Regenerate it yourself — you need the provider keys for the presets you want measured and, ideally, a captured session so the target is a real page rather than example.com:

npm run bench -- --url https://your-app.example.com/dashboard --session myapp --write

For reproducibility the benchmark pins LLM_PROFILE=anthropic and MAX_REPAIR=0 (both shown in the snapshot line) instead of inheriting your .env — so default always means the same baseline and the reasoner stays on Opus in every preset; only the worker changes. Override with --profile <p> / --max-repair <n>. A preset whose provider key is unset is skipped and shown as n/a, so a partial run (e.g. only ANTHROPIC_API_KEY available) still produces a useful table.

Optional: Langfuse

Langfuse is entirely optional — leave the LANGFUSE_* variables unset and the bot runs fully offline. Everything core still works: observe / design / automate / explore, locator grounding, the LLM judge, deterministic scorers, self-repair, and results-level learning (best cases are read from local runs/<id>/report.json). Prompts fall back to the built-in defaults — override any of them with ./prompts/<name>.md.

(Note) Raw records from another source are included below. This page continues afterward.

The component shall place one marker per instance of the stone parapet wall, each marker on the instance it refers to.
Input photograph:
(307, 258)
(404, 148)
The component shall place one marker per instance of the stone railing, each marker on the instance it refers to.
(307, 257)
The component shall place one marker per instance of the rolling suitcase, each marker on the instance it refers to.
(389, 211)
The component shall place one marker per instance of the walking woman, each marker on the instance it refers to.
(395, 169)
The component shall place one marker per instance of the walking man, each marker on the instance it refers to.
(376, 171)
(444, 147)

Set the three LANGFUSE_* variables to additionally get: traces in the Langfuse UI, scores/datasets recorded centrally, and versioned prompts (with production labels & A/B prompt experiments via cairn experiment).

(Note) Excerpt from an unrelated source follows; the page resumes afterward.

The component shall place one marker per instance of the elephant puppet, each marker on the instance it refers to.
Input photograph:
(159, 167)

Tracing ships as an optional add-on (0.3.3): the @langfuse/* / @opentelemetry/* packages are no longer part of the default install — that keeps the footprint small and npm audit clean. Install them once to enable it:

npm install @langfuse/client @langfuse/langchain @langfuse/otel @langfuse/tracing @opentelemetry/api @opentelemetry/sdk-node

If the LANGFUSE_* variables are set but the packages aren't installed, Cairn prints a one-line hint and keeps running without tracing — it never crashes a run over telemetry.

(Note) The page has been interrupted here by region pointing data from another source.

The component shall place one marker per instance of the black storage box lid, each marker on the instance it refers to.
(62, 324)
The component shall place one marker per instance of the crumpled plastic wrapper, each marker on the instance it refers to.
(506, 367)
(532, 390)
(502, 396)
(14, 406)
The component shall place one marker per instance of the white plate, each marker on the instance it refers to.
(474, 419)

Cloud or self-hosted — same setup. Langfuse Cloud and a self-hosted instance are configured identically: you only pass the host URL and the API keys, nothing else changes.

# Pick ONE base URL:
LANGFUSE_BASE_URL=https://cloud.langfuse.com       # Langfuse Cloud (EU)
# LANGFUSE_BASE_URL=https://us.cloud.langfuse.com  # Langfuse Cloud (US)
# LANGFUSE_BASE_URL=https://langfuse.your-host.tld # self-hosted
LANGFUSE_PUBLIC_KEY=pk-lf-...
LANGFUSE_SECRET_KEY=sk-lf-...

Enablement is all-or-nothing: Langfuse turns on only when all three variables are set; otherwise telemetry is a no-op and the bot behaves exactly as offline.

Library API

import { runDesign, runAutomate, runExploration, loadConfig } from "@plune-ai/cairn";

const config = loadConfig(process.env);
const result = await runDesign({ url, config, sessionName: "myapp", checklistText });
// result.testCases, result.testCaseFiles, result.scores

Development

npm run build        # tsc
npm test             # vitest (unit + integration; LLM/browser are mocked in unit)
npm run test:coverage
npm run lint

Documentation

  • Getting started — step-by-step onboarding (session → design → review → promote → automate → validate), written for people new to the tool.
  • Architecture overview — how the agent works inside (the plain async pipeline, locator grounding, self-improvement).
  • Architecture Decision Records — why it's built this way (0001–0013, incl. the interactive TUI, the @playwright/test output format, the Lex-Bot → Cairn rename, the Apache-2.0 relicense, and the drop of LangGraph in 0.4.0).

License

Apache-2.0 (relicensed from GPL-3.0 in 0.3.0 — see docs/adr/0012). Methodology prompts ported from AZANIR/qa-skills (see docs/adr/0008).